I participi passati attributivi possono svolgere soltanto funzione restrittiva. Infatti, nelle frasi in cui la lettura restrittiva non è ammessa:
(32) i miei oggetti, trovati incustoditi, sono stati ispezionati dal personale
il participio sembra comportarsi come un avverbiale (= «poiché erano incustoditi»), tanto da poter essere estratto dal sintagma nominale e collocato all’inizio di frase (trovati incustoditi, i miei oggetti sono stati ispezionati dal personale).
In italiano antico le sequenze N + A in funzione attributiva si caratterizzano per una maggiore libertà nella posizione degli aggettivi (Alisova 1967; Ambrosini 1978).
Ben documentata è l’anteposizione degli aggettivi di relazione:
(33) Ben provide Natura al nostro stato, / quando dell’Alpi schermo / pose fra noi et la tedesca rabbia (Francesco Petrarca, Rerum vulgarium fragmenta CXXVIII, 33-35, p. 175)

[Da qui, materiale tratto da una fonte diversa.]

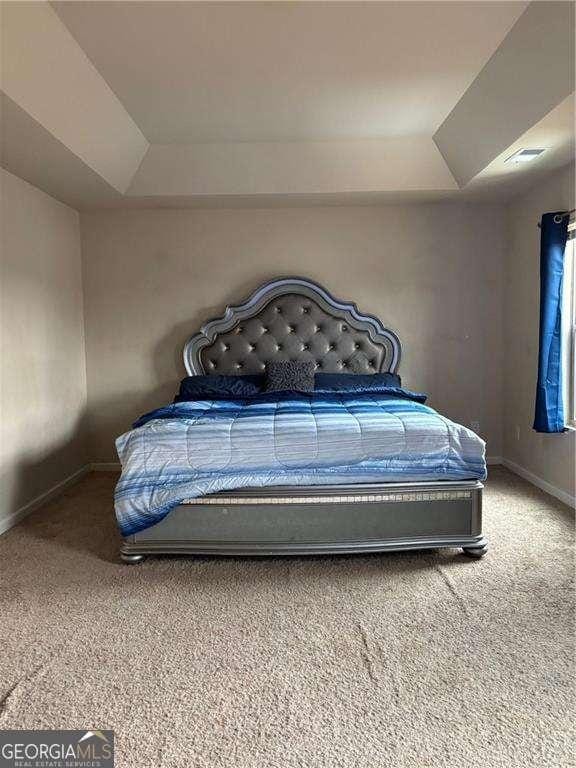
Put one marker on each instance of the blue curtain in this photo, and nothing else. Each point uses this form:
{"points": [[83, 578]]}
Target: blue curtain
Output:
{"points": [[549, 416]]}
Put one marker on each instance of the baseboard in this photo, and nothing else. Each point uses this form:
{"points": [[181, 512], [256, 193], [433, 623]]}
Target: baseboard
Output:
{"points": [[8, 522], [539, 482], [105, 466]]}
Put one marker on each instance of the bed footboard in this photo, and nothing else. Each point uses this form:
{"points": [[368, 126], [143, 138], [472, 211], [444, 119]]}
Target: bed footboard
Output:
{"points": [[320, 520]]}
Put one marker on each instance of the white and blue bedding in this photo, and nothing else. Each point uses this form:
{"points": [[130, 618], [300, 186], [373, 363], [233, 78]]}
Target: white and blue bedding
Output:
{"points": [[194, 448]]}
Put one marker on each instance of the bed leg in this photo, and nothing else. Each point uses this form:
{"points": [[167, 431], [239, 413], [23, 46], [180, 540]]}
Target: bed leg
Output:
{"points": [[476, 552], [131, 559]]}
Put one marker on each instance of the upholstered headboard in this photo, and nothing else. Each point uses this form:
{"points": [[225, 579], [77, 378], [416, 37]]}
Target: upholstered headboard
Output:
{"points": [[292, 318]]}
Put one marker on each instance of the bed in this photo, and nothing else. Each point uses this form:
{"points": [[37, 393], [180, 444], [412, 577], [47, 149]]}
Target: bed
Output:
{"points": [[425, 494]]}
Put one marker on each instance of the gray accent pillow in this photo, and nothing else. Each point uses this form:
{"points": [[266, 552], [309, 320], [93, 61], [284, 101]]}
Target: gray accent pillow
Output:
{"points": [[289, 376]]}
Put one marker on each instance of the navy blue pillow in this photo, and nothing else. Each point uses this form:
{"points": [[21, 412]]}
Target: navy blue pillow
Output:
{"points": [[325, 383], [219, 387]]}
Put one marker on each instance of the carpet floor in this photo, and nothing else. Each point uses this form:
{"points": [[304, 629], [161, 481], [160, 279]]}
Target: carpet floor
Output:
{"points": [[403, 660]]}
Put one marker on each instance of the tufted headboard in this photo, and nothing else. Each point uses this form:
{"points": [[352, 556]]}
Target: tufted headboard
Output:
{"points": [[292, 318]]}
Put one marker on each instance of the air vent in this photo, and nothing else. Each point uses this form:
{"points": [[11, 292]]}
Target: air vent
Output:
{"points": [[524, 155]]}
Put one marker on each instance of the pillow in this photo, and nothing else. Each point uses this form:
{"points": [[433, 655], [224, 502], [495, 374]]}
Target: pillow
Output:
{"points": [[290, 376], [219, 387], [325, 383]]}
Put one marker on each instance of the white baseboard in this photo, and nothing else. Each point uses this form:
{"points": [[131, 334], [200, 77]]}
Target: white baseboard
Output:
{"points": [[539, 482], [44, 498], [105, 466]]}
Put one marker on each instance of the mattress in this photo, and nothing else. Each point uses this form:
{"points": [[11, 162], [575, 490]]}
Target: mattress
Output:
{"points": [[192, 449]]}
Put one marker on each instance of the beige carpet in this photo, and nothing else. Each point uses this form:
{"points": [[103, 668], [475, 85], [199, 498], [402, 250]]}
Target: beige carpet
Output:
{"points": [[401, 660]]}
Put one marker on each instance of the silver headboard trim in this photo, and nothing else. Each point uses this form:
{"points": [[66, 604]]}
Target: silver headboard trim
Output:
{"points": [[342, 310]]}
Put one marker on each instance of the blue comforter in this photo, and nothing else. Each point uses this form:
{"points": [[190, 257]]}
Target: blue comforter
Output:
{"points": [[190, 449]]}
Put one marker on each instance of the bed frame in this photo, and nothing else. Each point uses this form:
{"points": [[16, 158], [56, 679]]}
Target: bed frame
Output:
{"points": [[294, 318]]}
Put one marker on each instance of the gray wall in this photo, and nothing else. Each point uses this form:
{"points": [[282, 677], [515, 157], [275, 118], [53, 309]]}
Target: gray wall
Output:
{"points": [[43, 393], [434, 273], [549, 457]]}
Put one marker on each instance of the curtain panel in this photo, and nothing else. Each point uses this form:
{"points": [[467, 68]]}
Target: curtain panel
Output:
{"points": [[549, 413]]}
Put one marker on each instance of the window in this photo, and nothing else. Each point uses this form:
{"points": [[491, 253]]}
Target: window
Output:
{"points": [[569, 327]]}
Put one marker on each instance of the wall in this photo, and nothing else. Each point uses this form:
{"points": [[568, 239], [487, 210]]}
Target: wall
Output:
{"points": [[549, 457], [432, 272], [43, 377]]}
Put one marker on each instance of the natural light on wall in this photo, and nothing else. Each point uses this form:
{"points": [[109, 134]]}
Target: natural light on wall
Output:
{"points": [[569, 327]]}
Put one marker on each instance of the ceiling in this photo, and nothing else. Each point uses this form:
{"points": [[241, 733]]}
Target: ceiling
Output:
{"points": [[279, 103], [288, 71]]}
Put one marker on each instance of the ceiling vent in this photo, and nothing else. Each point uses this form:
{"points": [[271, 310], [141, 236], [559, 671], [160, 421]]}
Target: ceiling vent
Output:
{"points": [[524, 155]]}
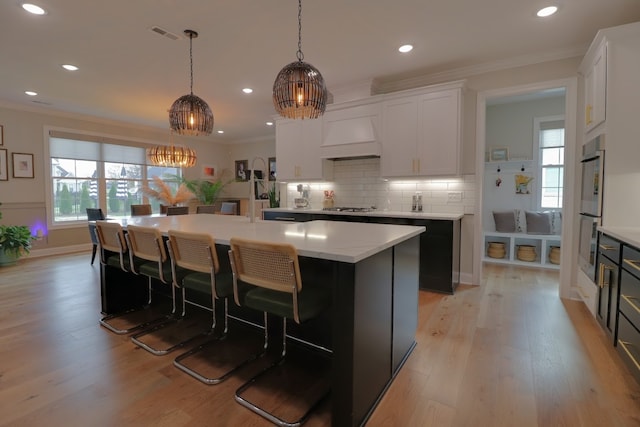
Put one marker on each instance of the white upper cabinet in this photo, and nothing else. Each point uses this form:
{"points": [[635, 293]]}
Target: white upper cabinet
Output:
{"points": [[298, 149], [421, 133], [595, 90]]}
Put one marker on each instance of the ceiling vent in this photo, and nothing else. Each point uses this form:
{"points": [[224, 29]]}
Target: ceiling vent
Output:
{"points": [[164, 32]]}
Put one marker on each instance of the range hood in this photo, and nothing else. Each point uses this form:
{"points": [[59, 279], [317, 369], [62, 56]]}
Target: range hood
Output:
{"points": [[351, 133]]}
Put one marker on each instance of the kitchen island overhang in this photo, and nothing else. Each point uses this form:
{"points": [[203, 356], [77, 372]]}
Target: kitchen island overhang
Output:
{"points": [[373, 271]]}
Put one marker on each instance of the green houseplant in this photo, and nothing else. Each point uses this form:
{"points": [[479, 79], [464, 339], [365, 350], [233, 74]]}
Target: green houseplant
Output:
{"points": [[15, 241]]}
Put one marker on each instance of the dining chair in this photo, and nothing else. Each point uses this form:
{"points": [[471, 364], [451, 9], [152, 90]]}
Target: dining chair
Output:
{"points": [[210, 209], [94, 214], [228, 208], [177, 210], [138, 210], [183, 252], [114, 252], [274, 270], [197, 253]]}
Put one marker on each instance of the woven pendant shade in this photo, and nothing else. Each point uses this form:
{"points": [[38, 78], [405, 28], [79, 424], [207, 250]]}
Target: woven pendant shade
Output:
{"points": [[171, 156], [299, 91], [189, 114]]}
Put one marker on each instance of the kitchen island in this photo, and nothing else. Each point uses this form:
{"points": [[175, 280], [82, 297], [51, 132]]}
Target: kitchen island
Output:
{"points": [[439, 246], [373, 272]]}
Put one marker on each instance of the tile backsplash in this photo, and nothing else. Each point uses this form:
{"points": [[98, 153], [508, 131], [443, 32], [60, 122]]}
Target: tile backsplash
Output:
{"points": [[357, 183]]}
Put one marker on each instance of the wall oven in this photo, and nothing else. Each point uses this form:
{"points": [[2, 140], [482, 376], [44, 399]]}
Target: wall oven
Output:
{"points": [[591, 203]]}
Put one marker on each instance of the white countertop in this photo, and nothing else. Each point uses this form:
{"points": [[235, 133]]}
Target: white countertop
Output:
{"points": [[630, 235], [376, 213], [332, 240]]}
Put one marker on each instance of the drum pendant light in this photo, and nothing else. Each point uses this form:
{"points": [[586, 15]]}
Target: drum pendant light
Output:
{"points": [[190, 115], [299, 91], [171, 156]]}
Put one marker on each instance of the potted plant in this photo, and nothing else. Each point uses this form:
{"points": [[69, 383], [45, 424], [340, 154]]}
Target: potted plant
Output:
{"points": [[205, 190], [15, 241], [165, 193]]}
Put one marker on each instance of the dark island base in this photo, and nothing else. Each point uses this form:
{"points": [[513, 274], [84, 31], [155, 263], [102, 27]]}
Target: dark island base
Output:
{"points": [[370, 327]]}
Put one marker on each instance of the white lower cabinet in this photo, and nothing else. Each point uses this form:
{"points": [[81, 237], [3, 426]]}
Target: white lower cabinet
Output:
{"points": [[540, 244]]}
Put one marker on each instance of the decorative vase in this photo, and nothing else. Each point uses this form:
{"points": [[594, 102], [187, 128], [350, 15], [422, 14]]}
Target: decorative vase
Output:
{"points": [[327, 202]]}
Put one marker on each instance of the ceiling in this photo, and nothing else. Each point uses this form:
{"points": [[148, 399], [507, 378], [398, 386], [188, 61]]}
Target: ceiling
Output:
{"points": [[131, 74]]}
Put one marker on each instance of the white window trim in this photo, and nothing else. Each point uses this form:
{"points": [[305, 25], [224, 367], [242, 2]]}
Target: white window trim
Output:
{"points": [[47, 168], [536, 155]]}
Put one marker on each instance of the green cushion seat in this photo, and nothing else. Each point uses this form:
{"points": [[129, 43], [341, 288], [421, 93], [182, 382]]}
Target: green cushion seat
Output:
{"points": [[312, 300]]}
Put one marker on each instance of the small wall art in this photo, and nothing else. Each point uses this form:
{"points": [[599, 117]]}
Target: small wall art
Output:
{"points": [[4, 170], [522, 184], [499, 154], [22, 165], [272, 168], [242, 166], [208, 171]]}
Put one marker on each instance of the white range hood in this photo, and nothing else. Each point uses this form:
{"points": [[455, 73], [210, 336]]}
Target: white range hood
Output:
{"points": [[351, 132]]}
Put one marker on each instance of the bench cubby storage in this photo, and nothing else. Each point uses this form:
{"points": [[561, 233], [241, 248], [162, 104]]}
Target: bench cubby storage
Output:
{"points": [[542, 245]]}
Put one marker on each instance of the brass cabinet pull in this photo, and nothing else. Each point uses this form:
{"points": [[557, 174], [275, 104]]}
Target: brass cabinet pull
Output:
{"points": [[603, 268], [629, 300], [632, 263], [624, 345]]}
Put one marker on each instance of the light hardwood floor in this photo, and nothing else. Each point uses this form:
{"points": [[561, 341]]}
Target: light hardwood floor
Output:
{"points": [[507, 353]]}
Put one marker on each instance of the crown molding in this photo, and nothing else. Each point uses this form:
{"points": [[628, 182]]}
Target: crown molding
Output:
{"points": [[387, 86]]}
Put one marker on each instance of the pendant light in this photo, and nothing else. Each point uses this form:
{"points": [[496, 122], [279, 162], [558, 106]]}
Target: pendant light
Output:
{"points": [[171, 156], [189, 114], [299, 91]]}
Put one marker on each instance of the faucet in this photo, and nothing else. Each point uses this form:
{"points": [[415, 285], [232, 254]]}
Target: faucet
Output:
{"points": [[252, 188]]}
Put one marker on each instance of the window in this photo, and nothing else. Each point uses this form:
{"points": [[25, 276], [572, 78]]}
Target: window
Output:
{"points": [[88, 172], [551, 162]]}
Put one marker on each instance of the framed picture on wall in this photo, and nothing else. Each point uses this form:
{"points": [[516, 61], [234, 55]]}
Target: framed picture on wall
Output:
{"points": [[499, 154], [272, 168], [22, 165], [242, 167], [4, 171]]}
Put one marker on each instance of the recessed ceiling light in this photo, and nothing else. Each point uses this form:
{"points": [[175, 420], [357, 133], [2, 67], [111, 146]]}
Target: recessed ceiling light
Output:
{"points": [[32, 8], [547, 11]]}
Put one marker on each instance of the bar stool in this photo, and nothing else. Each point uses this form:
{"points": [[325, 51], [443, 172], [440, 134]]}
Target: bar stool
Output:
{"points": [[196, 253], [114, 252], [139, 210], [274, 270], [177, 210], [210, 209], [94, 214], [183, 278]]}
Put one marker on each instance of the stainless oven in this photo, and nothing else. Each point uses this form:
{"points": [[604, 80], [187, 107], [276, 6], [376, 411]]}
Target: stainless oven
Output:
{"points": [[590, 203]]}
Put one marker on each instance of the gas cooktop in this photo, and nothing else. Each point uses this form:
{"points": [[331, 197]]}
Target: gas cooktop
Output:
{"points": [[347, 209]]}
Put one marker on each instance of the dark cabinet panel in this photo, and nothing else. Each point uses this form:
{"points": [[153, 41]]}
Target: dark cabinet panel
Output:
{"points": [[439, 245], [608, 276]]}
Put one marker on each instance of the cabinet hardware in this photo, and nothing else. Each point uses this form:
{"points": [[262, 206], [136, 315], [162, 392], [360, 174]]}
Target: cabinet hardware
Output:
{"points": [[629, 300], [624, 345], [603, 268], [632, 263]]}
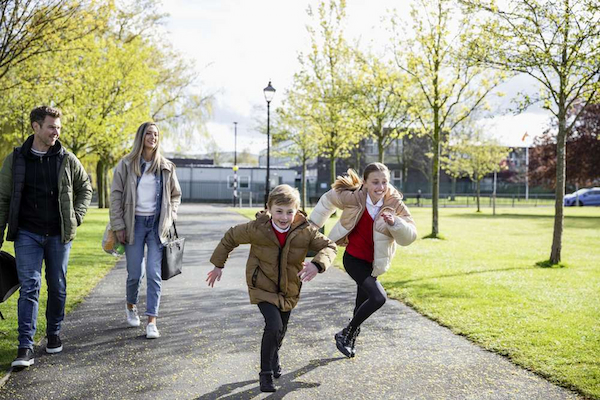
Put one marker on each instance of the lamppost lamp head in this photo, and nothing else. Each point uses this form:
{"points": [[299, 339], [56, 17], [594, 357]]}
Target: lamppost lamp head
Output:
{"points": [[269, 92]]}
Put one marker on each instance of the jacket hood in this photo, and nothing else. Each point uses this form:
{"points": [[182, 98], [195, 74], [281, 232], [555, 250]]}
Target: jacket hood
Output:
{"points": [[53, 151]]}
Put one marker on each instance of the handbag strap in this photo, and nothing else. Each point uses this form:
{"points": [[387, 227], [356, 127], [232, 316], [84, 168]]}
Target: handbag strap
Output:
{"points": [[175, 229]]}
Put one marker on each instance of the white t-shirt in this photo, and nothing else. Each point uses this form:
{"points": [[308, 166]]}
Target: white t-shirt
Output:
{"points": [[145, 201]]}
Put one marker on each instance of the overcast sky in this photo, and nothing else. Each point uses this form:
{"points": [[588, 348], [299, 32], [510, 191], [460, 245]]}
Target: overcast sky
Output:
{"points": [[239, 45]]}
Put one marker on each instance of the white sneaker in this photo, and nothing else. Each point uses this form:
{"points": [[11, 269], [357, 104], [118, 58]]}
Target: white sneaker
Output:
{"points": [[132, 318], [152, 331]]}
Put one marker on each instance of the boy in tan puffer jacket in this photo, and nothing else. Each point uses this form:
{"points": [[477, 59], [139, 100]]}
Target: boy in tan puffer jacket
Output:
{"points": [[280, 238]]}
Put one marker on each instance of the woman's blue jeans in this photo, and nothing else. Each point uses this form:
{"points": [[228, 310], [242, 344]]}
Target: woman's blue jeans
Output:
{"points": [[145, 235], [30, 250]]}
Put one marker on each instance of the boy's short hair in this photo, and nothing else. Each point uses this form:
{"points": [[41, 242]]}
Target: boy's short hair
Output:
{"points": [[284, 194], [39, 114]]}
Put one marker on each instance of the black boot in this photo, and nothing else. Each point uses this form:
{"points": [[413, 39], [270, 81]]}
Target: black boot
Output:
{"points": [[343, 341], [353, 342], [266, 381]]}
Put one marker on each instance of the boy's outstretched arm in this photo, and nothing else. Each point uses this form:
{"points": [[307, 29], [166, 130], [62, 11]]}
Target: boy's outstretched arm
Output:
{"points": [[233, 238], [326, 251]]}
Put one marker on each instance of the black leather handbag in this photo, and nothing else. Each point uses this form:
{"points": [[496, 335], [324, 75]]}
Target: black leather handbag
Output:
{"points": [[172, 262]]}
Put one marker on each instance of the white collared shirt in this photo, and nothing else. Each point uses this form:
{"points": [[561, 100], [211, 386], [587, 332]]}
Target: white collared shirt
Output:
{"points": [[373, 209]]}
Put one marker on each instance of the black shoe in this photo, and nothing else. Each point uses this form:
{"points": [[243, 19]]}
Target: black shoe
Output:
{"points": [[343, 342], [24, 358], [277, 371], [54, 344], [266, 382], [353, 342]]}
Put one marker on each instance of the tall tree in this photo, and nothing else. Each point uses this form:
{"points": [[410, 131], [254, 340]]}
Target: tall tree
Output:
{"points": [[295, 127], [474, 155], [31, 28], [557, 43], [582, 156], [438, 58]]}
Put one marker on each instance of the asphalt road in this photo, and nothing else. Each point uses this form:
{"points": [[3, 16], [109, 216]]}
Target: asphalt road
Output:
{"points": [[209, 348]]}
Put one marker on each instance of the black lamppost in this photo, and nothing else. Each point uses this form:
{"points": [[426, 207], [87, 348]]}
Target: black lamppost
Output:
{"points": [[235, 168], [269, 93]]}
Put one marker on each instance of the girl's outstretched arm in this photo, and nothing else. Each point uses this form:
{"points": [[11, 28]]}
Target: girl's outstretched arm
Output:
{"points": [[214, 275]]}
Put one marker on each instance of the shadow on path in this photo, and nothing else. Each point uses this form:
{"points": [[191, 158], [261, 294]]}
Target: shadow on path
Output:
{"points": [[286, 384]]}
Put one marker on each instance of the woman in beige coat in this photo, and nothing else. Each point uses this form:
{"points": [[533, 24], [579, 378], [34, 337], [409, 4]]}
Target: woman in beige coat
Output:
{"points": [[374, 219], [144, 198], [280, 237]]}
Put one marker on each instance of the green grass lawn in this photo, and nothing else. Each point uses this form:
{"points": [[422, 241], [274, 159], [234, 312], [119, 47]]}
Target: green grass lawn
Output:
{"points": [[482, 282], [87, 266]]}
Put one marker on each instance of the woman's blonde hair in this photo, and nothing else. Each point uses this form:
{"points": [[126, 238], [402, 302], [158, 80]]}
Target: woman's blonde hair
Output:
{"points": [[282, 195], [138, 147], [352, 181]]}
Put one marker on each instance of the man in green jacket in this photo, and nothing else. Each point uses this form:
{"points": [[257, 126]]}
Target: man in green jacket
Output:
{"points": [[44, 194]]}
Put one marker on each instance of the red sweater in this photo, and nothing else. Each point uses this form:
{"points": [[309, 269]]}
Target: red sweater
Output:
{"points": [[360, 240]]}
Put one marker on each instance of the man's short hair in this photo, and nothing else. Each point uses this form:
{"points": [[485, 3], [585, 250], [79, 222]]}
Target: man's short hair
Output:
{"points": [[39, 114]]}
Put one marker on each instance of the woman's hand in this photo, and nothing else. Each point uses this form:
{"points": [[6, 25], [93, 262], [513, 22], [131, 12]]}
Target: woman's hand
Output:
{"points": [[121, 236], [214, 275], [388, 218], [309, 271]]}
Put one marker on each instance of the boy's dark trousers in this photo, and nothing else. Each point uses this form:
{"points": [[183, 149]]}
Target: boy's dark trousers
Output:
{"points": [[275, 327]]}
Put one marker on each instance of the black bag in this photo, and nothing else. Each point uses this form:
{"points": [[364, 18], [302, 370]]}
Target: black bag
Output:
{"points": [[172, 256], [9, 281]]}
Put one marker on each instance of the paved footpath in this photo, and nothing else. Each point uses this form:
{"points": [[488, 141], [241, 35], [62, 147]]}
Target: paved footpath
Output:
{"points": [[210, 343]]}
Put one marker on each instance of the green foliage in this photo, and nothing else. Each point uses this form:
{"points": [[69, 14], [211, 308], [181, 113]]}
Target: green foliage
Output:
{"points": [[437, 56], [556, 42], [323, 81], [380, 100], [87, 266]]}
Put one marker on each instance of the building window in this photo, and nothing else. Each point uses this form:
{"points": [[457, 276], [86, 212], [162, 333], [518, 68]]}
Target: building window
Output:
{"points": [[243, 182]]}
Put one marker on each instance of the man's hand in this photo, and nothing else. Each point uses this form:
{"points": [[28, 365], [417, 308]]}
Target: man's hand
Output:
{"points": [[309, 271], [214, 275]]}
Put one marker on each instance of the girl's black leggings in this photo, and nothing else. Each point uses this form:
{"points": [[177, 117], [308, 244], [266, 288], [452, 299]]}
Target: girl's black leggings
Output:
{"points": [[370, 295], [275, 328]]}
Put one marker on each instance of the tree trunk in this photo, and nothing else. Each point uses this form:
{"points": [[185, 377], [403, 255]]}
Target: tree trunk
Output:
{"points": [[560, 187], [478, 192], [100, 183], [106, 186], [332, 174]]}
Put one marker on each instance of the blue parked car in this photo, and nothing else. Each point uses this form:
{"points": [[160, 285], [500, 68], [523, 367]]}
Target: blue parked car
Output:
{"points": [[587, 197]]}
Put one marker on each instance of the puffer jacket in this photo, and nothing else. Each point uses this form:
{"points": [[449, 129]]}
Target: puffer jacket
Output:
{"points": [[272, 270], [123, 199], [353, 203]]}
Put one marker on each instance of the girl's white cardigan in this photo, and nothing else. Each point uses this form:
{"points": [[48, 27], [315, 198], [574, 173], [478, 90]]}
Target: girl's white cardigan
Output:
{"points": [[385, 237]]}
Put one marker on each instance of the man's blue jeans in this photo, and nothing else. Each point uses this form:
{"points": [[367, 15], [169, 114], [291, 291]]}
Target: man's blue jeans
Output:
{"points": [[30, 250], [145, 234]]}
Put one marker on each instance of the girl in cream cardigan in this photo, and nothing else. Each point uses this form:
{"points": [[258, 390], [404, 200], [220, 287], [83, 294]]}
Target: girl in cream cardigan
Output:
{"points": [[374, 219]]}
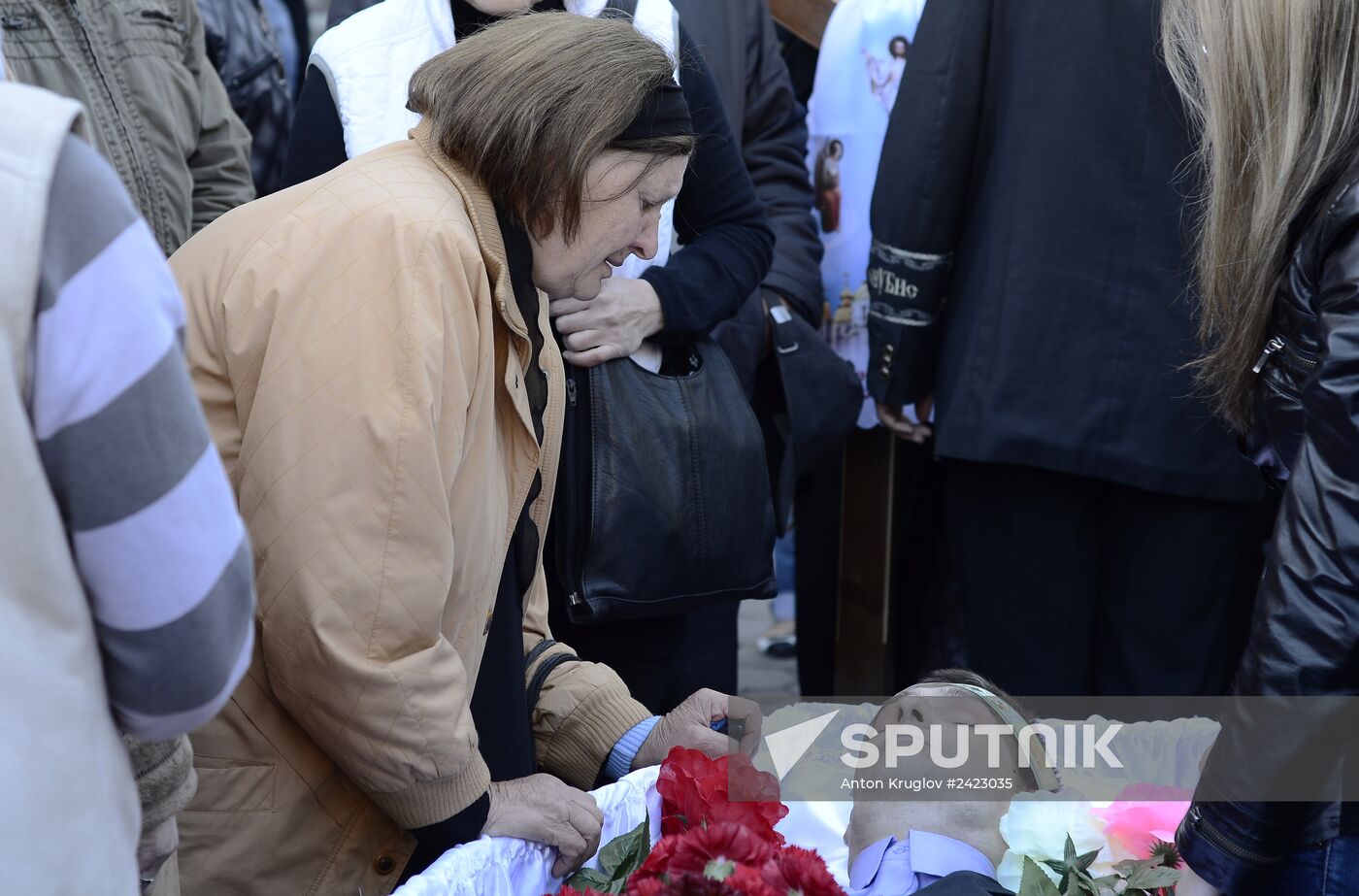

In questo esempio l’aggettivo prenominale attua una funzione restrittiva, identificando il nome che precede.
Il ricorso ad aggettivi di relazione anteposti al nome raggiunge la massima frequenza in presenza di parole dotte e ➔ cultismi, il che farebbe supporre che il fenomeno sia dovuto all’influsso dei modelli latini. Occorre inoltre tener conto del fattore ritmico: l’anteposizione dell’aggettivo realizza infatti un ritmo discendente.
Nelle sequenze di due o più attributi coordinati un modulo piuttosto frequente consiste nel collocare il nome tra i due aggettivi:
(34) Gravi cose e noiose sono i movimenti varii della fortuna (Boccaccio, Dec. II, 3)
Specialmente nella lirica duecentesca, si osserva l’ampio ricorso a complementi preposizionali, che ricalcano genitivi di qualità del latino:
(35) Poi che di doglia cor [cuore dolente] conven ch’ i’ porti / e senta di piacere ardente foco (Guido Cavalcanti, Rime XI, 1-2, p. 504)
(36) cotanto d’umiltà donna [donna umile] mi pare (Cavalcanti, Rime IV, 7, p. 495)
Il settore dei composti attributivi non è molto sviluppato in italiano antico: si registrano composti attributivi A + N (malavoglia, mezzogiorno, vanagloria). Nelle opere di ➔ Dante tali forme sono usate spesso come nomi propri (Malacoda, Barbariccia, Falsembiante). Nei trattati scientifici in volgare espressioni composte da un nome e da un aggettivo, come febbre cerebrale, dolore renale, mostrano una certa solidarietà sintagmatica, tanto da poter essere considerate parole polirematiche (➔ polirematiche, parole). Più rari sono i composti attributivi N + N (strada maestra).
Da segnalare infine il più ampio ricorso al participio presente con valore attributivo:
(37) Anche fu omo moito scarzo e retenente dello tesauro della Chiesia (Anonimo romano, Cronica VII, 3, p. 28)
(38) sì che pervenne allo spirito dello imperatore dormente (Anonimo romano, Cronica XVIII, 59, p. 176).